C’était un fait. Qu’il soit diversement analysé et même validé par le discours du  « c’est comme ça » naturel ou divin ne lui ôtait pas ce caractère de fait.

Le Manifeste mettait donc en cause l’existence même d’une destinée humaine qui serait subie par une nécessité métaphysique dont il montrait qu’elle était en réalité une création idéologique des dominants étayée par la religion, « le soupir de la créature opprimée, l’âme d’un monde sans cœur, comme elle est l’esprit des conditions sociales d’où l’esprit est exclu, (…)  l’opium du peuple ».

Difficile aujourd’hui, après le fiasco de l’entreprise, de réaliser l’ampleur et la gravité de cette problématique révolutionnaire, d’abord pour la pensée : elle était le renversement d’un discours vieux comme le monde qui ne proposait pour tout horizon commun que des aménagements du c’est comme ça et la lutte individuelle pour arriver.

Par son essai (L’Etre et le Néant) ses romans et son théâtre, Sartre, après et avec d’autres, posait la question de la construction du sens de l’existence en-dehors des critères habituels de la morale et de la religion qui donnaient un sens a priori. Par sa conscience du fait d’exister, l’homme pouvait définir l’essence de sa vie, alors que l’idéologie traditionnelle lui enseignait que les « valeurs » – en particulier du bien et du mal – lui préexistaient.

Sa démarche était celle d’une pensée extérieure au sens du monde, alors que les antirévolutionnaires s’appuyaient, eux, sur une pensée intérieure au sens du monde.

Sartre « était raison » même s’il se trompait, parce que son erreur ne pouvait concerner que des « contingences » – même si elles avaient pour noms : censure, justice arbitraire, nomenklatura,  goulag, massacres… –  Aron « était tort » parce que la dénonciation de ces contingences en tant qu’intrinsèques du communisme, « oubliait » de les mettre en regard des « contingence »s analogues du vieux monde (génocide amérindien, esclavage, guerres de religions, colonisations, ségrégations, discriminations, guerres internationales, exploitation du travail, répressions sociales) supposées aller de soi, comme tout le reste.

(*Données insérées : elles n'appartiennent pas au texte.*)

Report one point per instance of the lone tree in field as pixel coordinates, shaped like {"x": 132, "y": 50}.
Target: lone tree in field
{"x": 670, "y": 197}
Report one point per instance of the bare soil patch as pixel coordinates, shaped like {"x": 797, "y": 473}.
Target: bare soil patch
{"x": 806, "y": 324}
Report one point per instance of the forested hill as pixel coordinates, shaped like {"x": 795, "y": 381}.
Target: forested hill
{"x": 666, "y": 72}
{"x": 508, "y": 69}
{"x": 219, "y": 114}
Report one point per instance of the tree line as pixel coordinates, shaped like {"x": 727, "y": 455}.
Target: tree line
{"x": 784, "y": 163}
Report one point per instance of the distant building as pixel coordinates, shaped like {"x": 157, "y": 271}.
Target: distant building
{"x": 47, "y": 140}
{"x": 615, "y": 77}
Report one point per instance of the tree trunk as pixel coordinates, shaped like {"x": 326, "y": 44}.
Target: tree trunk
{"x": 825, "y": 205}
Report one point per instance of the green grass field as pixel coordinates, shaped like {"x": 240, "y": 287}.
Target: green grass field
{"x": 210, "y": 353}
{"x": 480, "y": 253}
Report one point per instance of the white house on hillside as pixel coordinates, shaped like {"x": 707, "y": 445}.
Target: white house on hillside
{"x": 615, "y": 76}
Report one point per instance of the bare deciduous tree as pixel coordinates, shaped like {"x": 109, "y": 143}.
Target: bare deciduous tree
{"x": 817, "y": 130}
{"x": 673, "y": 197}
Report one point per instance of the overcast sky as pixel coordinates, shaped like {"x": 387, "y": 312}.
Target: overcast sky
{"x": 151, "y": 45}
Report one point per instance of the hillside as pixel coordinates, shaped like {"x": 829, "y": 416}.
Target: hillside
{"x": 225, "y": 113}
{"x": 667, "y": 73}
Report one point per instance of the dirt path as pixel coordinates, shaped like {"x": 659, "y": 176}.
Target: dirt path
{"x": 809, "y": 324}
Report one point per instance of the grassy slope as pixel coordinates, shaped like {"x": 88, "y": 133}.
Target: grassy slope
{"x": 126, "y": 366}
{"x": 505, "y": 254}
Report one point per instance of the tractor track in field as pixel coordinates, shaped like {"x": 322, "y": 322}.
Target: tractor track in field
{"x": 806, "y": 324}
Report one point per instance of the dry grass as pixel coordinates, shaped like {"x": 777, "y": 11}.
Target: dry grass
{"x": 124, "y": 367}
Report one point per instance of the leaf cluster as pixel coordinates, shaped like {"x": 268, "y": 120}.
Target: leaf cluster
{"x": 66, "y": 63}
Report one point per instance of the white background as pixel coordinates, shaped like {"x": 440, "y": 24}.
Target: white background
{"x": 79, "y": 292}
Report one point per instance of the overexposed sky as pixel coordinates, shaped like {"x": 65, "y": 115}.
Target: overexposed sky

Si l’homme était encore un loup pour l’homme dans la phase de construction du communisme,  l’instauration progressive du nouveau mode relationnel finirait par le libérer de la gangue de violence et de haine construite et épaissie pendant de longs siècles d’exploitation de l’homme par l’homme.

Sartre avait voyagé en URSS non sans rien voir de ce que dissimulaient les belles vitrines qu’on lui montrait, mais sans avoir regardé la faille de l’analyse marxiste dont le concept « matérialisme historique » compliquait la critique théorique.

Dénoncer le régime soviétique – comme Gide, par exemple, qui n’avait pas le statut de philosophe – à partir des contradictions manifestes, c’était nier la nécessité du temps long inhérent au processus de construction d’un monde radicalement autre. D’autant que les puissances européennes avaient tout fait pour tenter de contrecarrer le processus.

La problématique essentielle est celle du rapport avec l’objet dans la définition du commun. Mais pouvait-elle être construite sans qu’ait été expérimentée la théorie qui faisait de l’objet le fondement de la société communiste ?

Rien de tout cela ne fut discuté au cours de l’émission que l’animatrice conclut ainsi : « Je voudrais une petite réaction générale au problème du regard, quand même on est dans une émissions de philo : qu’est-ce qui se passe dans ces regards aveugles ou aveuglés. Moi il me semble que ce qui ressort, c’est un problème de stratégie. »

Il y eut encore « Le désir de croire et la suspension de l’incrédulité », « Ces intellectuels n’ont pas vu les millions de victimes » avant la conclusion définitive :  « Ce qui est remis en cause c’est une forme d’humanisme qui a été foulée aux pieds par de très nombreux intellectuels au 20ème. »

Les derniers mots philosophiques de G. Muhlmann furent : « C’est un peu affligeant, mais ça fait du bien ces éléments concrets et précis. »

« Un problème de stratégie », « Une forme d’humanisme foulée aux pieds… », « Ça fait du bien… » incitent à imaginer un nouvel intitulé qui pourrait être « la philosophie sans rien voir ».